El cuidado de la cara suele comenzar con cremas, sombreros, nutricosmética y todo tipo de productos, pero muchas veces se pasa por alto lo más básico, que es la salud mental. Y es que aunque ya se habla abiertamente de cómo el estrés impacta en la digestión o en el sueño, todavía cuesta reconocer su efecto sobre la piel. Según Herrerías, cuando atravesamos un periodo de estrés crónico, se activan mecanismos fisiológicos que alteran directamente la función barrera de la piel, aumentan la inflamación y estimulan la producción de melanina, lo que termina reflejándose en forma de manchas en la cara.
La cara y el papel del cortisol en la pigmentación

La cara es una de las zonas más sensibles a los cambios hormonales y emocionales, y el estrés es uno de los grandes generadores de alteraciones hormonales. Cuando se prolonga en el tiempo, el cuerpo segrega cantidades elevadas de cortisol, la conocida “hormona del estrés”, que desencadena procesos inflamatorios y oxidativos en la piel. Como explica Gema Herrerías, esto no solo afecta la calidad del tejido cutáneo, sino que estimula a los melanocitos, que son las células responsables de producir melanina, a trabajar en exceso, provocando hiperpigmentación.
El resultado es visible en la cara, ya que empiezan a verse manchas marrones, tono desigual, brotes, rojeces o incluso una mayor tendencia al envejecimiento prematuro. Es decir, no se trata solo de estética, sino también de salud cutánea. Si además existe una predisposición al melasma o a la hiperpigmentación postinflamatoria, el impacto del estrés es aún más evidente. Por eso, cuando las manchas aparecen de repente sin una exposición solar desmedida, vale la pena revisar también qué está ocurriendo a nivel emocional.
Algunos errores comunes en la protección solar

La cara puede estar protegida con SPF 50 y, aun así, mancharse.

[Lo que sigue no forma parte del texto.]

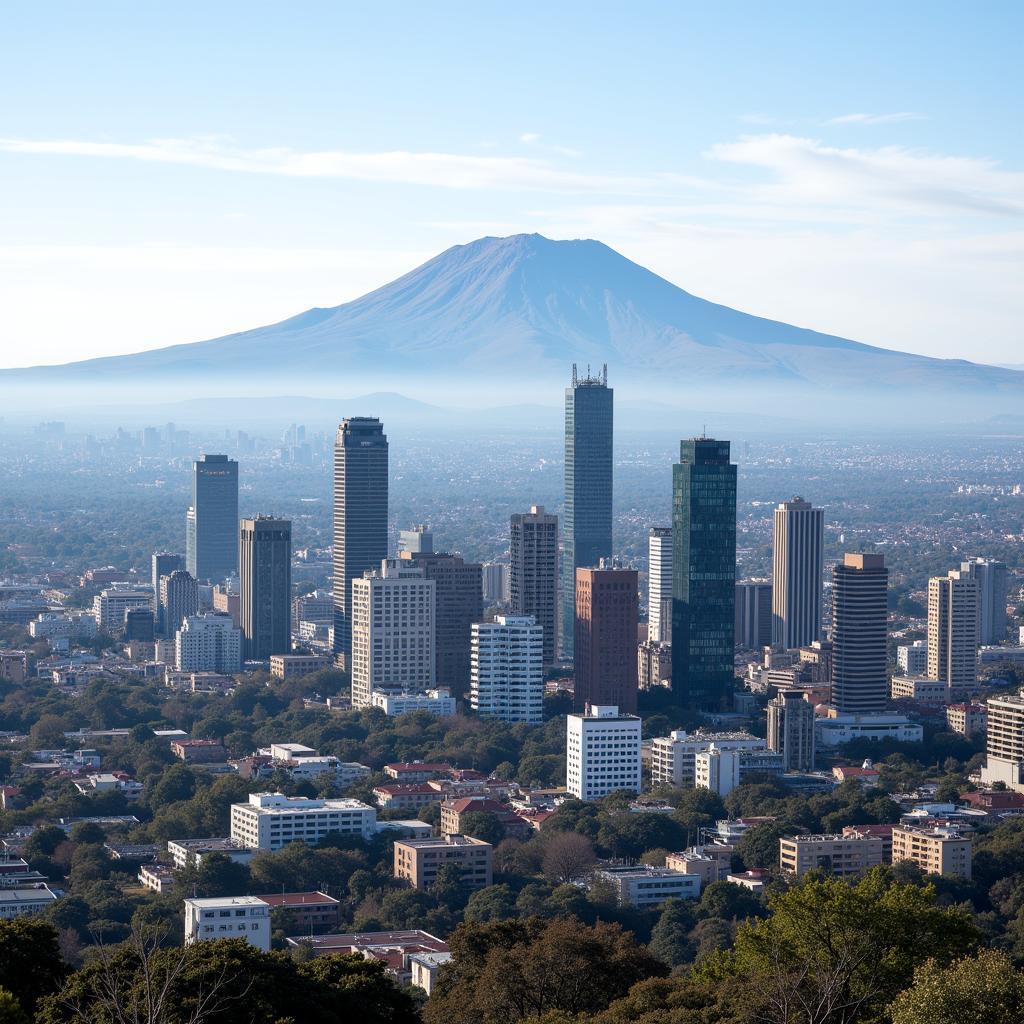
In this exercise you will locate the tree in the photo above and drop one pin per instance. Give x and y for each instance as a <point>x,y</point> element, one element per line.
<point>514,970</point>
<point>670,939</point>
<point>482,824</point>
<point>982,989</point>
<point>832,953</point>
<point>567,856</point>
<point>31,965</point>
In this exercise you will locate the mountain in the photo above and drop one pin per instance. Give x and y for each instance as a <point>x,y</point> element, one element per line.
<point>521,309</point>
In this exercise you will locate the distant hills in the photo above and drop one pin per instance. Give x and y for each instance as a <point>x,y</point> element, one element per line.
<point>520,309</point>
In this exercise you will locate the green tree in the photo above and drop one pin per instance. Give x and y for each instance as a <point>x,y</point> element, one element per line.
<point>982,989</point>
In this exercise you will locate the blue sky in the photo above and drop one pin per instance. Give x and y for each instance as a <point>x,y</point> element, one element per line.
<point>172,172</point>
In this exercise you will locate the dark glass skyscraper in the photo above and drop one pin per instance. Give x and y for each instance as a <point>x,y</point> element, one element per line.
<point>704,572</point>
<point>587,522</point>
<point>212,523</point>
<point>359,516</point>
<point>265,585</point>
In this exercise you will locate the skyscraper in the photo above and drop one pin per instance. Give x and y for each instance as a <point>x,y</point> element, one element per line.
<point>534,572</point>
<point>704,571</point>
<point>178,599</point>
<point>605,664</point>
<point>212,521</point>
<point>587,523</point>
<point>797,579</point>
<point>360,482</point>
<point>992,587</point>
<point>458,603</point>
<point>952,632</point>
<point>860,585</point>
<point>265,586</point>
<point>163,563</point>
<point>392,611</point>
<point>659,584</point>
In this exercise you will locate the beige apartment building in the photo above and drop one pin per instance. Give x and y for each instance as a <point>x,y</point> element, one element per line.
<point>418,860</point>
<point>840,855</point>
<point>935,851</point>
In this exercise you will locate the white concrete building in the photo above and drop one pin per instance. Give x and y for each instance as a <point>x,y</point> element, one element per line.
<point>602,752</point>
<point>436,701</point>
<point>912,658</point>
<point>228,918</point>
<point>507,669</point>
<point>110,605</point>
<point>673,758</point>
<point>659,585</point>
<point>271,820</point>
<point>393,612</point>
<point>717,770</point>
<point>208,642</point>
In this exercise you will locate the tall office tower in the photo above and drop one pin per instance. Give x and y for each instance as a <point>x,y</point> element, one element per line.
<point>163,563</point>
<point>659,585</point>
<point>419,540</point>
<point>265,586</point>
<point>507,676</point>
<point>534,572</point>
<point>791,729</point>
<point>753,614</point>
<point>458,603</point>
<point>797,579</point>
<point>178,599</point>
<point>212,522</point>
<point>992,583</point>
<point>392,613</point>
<point>605,664</point>
<point>860,585</point>
<point>952,631</point>
<point>587,523</point>
<point>359,516</point>
<point>704,572</point>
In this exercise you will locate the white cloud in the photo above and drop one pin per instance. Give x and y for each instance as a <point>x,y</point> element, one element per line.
<point>876,119</point>
<point>435,169</point>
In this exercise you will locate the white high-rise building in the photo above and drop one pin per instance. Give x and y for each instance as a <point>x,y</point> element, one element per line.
<point>208,642</point>
<point>507,669</point>
<point>602,752</point>
<point>952,632</point>
<point>659,584</point>
<point>392,617</point>
<point>271,820</point>
<point>992,581</point>
<point>797,574</point>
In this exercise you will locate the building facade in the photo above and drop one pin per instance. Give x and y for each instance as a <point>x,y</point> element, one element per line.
<point>587,524</point>
<point>860,585</point>
<point>265,586</point>
<point>606,617</point>
<point>534,573</point>
<point>704,567</point>
<point>212,520</point>
<point>797,574</point>
<point>507,669</point>
<point>360,497</point>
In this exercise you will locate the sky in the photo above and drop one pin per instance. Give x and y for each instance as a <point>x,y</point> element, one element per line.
<point>175,172</point>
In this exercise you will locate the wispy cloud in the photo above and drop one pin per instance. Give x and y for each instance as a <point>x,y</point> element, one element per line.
<point>443,170</point>
<point>875,119</point>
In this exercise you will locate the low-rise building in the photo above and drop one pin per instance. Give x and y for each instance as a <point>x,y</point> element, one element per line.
<point>418,860</point>
<point>935,851</point>
<point>270,820</point>
<point>840,855</point>
<point>228,918</point>
<point>642,885</point>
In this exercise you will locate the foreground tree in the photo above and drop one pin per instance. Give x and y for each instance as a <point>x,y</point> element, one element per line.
<point>982,989</point>
<point>514,970</point>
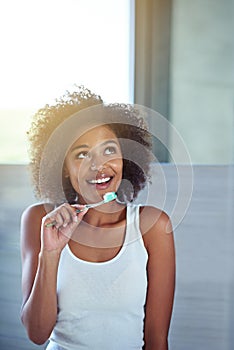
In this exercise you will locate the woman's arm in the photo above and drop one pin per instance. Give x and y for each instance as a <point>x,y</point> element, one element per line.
<point>159,243</point>
<point>41,247</point>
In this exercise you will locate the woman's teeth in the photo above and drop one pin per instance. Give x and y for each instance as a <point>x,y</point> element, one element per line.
<point>99,181</point>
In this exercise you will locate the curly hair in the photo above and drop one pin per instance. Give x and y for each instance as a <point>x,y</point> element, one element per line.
<point>47,146</point>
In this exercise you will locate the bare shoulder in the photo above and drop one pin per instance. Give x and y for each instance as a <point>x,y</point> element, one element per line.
<point>155,226</point>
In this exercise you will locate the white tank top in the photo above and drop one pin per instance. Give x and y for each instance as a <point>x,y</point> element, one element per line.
<point>101,305</point>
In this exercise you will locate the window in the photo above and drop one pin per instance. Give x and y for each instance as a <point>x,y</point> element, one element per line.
<point>47,46</point>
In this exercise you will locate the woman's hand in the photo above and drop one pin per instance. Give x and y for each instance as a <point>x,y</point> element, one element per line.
<point>65,220</point>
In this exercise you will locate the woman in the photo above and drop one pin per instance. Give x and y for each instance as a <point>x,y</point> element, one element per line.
<point>99,278</point>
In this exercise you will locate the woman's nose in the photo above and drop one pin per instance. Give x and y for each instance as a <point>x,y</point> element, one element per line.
<point>96,164</point>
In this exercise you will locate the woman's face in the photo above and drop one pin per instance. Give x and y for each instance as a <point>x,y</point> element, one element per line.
<point>94,164</point>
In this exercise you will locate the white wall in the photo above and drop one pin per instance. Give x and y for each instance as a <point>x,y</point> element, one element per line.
<point>202,78</point>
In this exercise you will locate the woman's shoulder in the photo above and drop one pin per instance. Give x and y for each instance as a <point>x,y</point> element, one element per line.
<point>155,224</point>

La razón es que muchas veces olvidamos que la piel es un órgano completo, y que la exposición solar del cuerpo también influye en la pigmentación facial. Según Herrerías, no sirve de mucho aplicar un protector potente en la cara si el resto del cuerpo está completamente expuesto o protegido con un factor menor. El cuerpo recibe la radiación, genera una respuesta pigmentaria y eso puede terminar reflejándose también en el rostro, especialmente si hay sensibilidad o antecedentes de manchas.
Además, en días nublados o con poca exposición directa, también se pueden producir alteraciones. La cara sigue recibiendo radiación ultravioleta e infrarroja, así como luz azul de pantallas, todo lo cual suma daño y favorece la aparición de manchas. Por eso, la protección debe ser constante, integral y de amplio espectro. Y lo más importante es que debe ir acompañada de hábitos que ayuden a equilibrar el organismo, empezando por el control del estrés, la hidratación, el descanso y una alimentación antiinflamatoria.
La cara puede ser el espejo de desequilibrios hormonales y emocionales

La cara también reacciona con fuerza a los cambios hormonales. Embarazo, uso de anticonceptivos o menopausia pueden modificar la actividad de los melanocitos y generar pigmentaciones que, a menudo, se agravan con el estrés. Según la experta, el estrés activa el eje hipotálamo-pituitario-adrenal, desencadenando una cascada de señales que impactan indirectamente en la producción de melanina. Así, lo que parece un simple bajón emocional, en realidad está dejando huella en la piel.
Otro factor importante que muchas veces se pasa por alto es la inflamación crónica de bajo grado. Acné, rosácea u otras afecciones pueden dejar marcas si no se controlan adecuadamente, y el estrés puede actuar como desencadenante o agravante de estos brotes. Por todo esto, cuidar la cara requiere mucho más que cremas o maquillaje; exige una mirada global que incluya el bienestar emocional, el manejo del estrés y una rutina coherente de protección y tratamiento. Porque la piel no solo se cuida desde fuera. También, y sobre todo, desde dentro.